How do you stay motivated and inspired as a leader, and how do you try to motivate and inspire other women at your company?

I think constant inspiration is a tough — perhaps unrealistic — goal to aim for. But I do stay motivated by the teams around me: the team I’ve built, other leaders at Formlabs and so many of the people I work with cross-functionally. They all push me to do my best and learn every day. I am also motivated by the day-to-day variety of my work. It keeps me on my toes, curious and learning. In terms of motivating others, especially women, I believe in and try to practice genuine positive feedback. If I see something awesome, I say something. People are naturally motivated when they are noticed in a positive light and valued as team members; these are the little bits of fuel that keep us all going!

In terms of motivating others, especially women, I believe in and try to practice genuine positive feedback. If I see something awesome, I say something.”

 

What advice do you have for the next generation of women in tech, and why is this advice important?

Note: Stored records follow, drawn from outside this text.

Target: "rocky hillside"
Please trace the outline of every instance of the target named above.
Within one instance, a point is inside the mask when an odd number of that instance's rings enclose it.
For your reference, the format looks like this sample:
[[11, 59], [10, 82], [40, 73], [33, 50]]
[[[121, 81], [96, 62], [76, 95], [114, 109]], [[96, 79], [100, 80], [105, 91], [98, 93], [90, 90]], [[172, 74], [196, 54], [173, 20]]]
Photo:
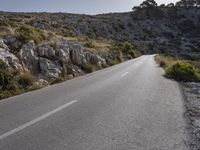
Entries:
[[200, 58], [200, 8], [154, 7], [96, 16], [65, 13], [1, 13], [2, 20], [29, 24], [56, 34], [130, 40], [144, 53], [177, 53]]
[[174, 5], [142, 5], [132, 12], [94, 16], [0, 12], [0, 98], [18, 89], [62, 82], [141, 53], [198, 60], [199, 16], [199, 7]]
[[0, 99], [141, 55], [128, 41], [64, 37], [12, 19], [0, 30]]

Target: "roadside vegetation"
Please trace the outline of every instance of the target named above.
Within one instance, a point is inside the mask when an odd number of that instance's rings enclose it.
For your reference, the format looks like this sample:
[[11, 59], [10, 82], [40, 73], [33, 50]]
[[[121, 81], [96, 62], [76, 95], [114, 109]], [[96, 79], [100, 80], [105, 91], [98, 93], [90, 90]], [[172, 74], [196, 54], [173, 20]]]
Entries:
[[165, 76], [180, 81], [200, 82], [200, 61], [157, 55], [157, 63], [165, 69]]
[[128, 41], [115, 43], [112, 45], [111, 49], [127, 56], [128, 59], [136, 58], [142, 55], [137, 47]]
[[23, 43], [34, 40], [39, 44], [46, 39], [47, 33], [30, 25], [0, 20], [0, 37], [4, 36], [16, 36]]
[[8, 69], [6, 64], [0, 61], [0, 99], [19, 95], [34, 88], [30, 72]]

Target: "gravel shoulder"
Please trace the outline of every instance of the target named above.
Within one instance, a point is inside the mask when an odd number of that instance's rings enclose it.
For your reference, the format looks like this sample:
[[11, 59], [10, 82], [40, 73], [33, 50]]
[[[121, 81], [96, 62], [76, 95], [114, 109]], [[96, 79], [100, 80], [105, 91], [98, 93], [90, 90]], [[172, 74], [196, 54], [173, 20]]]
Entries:
[[188, 144], [191, 150], [200, 150], [200, 83], [182, 83], [185, 98]]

Be unapologetically yourself in the path you choose. Do what you love and enjoy and not what you think will be “the best” thing to do from someone else’s perspective. If you sacrifice yourself for your job, you will burn out quickly and be resentful when the sacrifice didn’t lead you to the goal you had in mind. Enjoying what you do is your own internal sustaining fuel, and it will highlight the best of you.

 

 

The grand opening of Toast’s Omaha office.
Toast

 

Megan Anderson
Chief Customer Officer • Toast

Toast is a cloud-based restaurant management platform that helps boost customer engagement and offers a range of digital tools to hospitality professionals. 

 

What’s the most important lesson you learned as you grew your career?  

An important moment in my career was when a previous boss asked me, “What do you want to do next?” I was still pretty new in the role, and the work was going well, so this wasn’t a career transition conversation but rather him pushing me to think about how I wanted to grow. Simply asking me what I wanted to do next opened up a lot of different paths and ultimately got me where I am now.  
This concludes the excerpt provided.